How do you automate this task in SQL Server 2019 and Oracle Windows 19c, and what are the differences?
Oracle
In Oracle Windows 19c, there is a standard way to create this setup:
- Fun with Event Based Oracle Scheduling
- MAX_RUN_DURATION Attribute of the SCHEDULER to Setup a Sniper Job
Often, it's still not clear or straightforward even after reading the following documentation:
- Scheduler (DBMS_SCHEDULER) Enhancements in Oracle Database 12c Release 1 (12.1)

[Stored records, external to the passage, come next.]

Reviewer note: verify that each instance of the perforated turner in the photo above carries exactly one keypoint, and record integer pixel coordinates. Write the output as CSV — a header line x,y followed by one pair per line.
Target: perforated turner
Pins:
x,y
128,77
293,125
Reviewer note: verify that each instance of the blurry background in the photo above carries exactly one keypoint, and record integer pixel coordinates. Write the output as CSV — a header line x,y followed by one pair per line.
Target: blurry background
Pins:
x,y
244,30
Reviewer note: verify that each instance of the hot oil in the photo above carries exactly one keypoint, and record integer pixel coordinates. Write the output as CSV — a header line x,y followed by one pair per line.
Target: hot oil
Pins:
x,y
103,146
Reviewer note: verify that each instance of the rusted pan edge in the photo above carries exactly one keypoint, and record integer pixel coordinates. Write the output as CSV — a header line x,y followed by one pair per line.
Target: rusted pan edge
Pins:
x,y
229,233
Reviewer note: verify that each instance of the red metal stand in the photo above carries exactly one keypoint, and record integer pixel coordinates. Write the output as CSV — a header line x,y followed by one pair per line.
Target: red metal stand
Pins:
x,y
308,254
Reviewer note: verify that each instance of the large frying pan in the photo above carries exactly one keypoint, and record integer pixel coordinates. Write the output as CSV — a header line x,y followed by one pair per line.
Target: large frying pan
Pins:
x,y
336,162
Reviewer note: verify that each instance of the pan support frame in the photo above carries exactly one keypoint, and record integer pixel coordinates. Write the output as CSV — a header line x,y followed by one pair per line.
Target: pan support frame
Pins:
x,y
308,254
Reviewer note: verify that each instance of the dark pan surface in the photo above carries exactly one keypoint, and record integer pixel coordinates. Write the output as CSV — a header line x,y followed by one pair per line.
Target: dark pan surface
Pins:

- Using Events to Start Jobs
- Advanced Queuing User's Guide
- DBMS_SCHEDULER
So, I'm going to show a more straightforward approach that is easier to understand and can be extended and adapted to your environment. This will be simpler than creating the job, a scheduler program (with its metadata argument EVENT_MESSAGE being thrown), and a stored procedure (which receives the SYS.SCHEDULER$_EVENT_INFO). And once you understand how it works, it will be much easier to create the scheduler program and stored procedure to improve performance as recommended by Oracle experts.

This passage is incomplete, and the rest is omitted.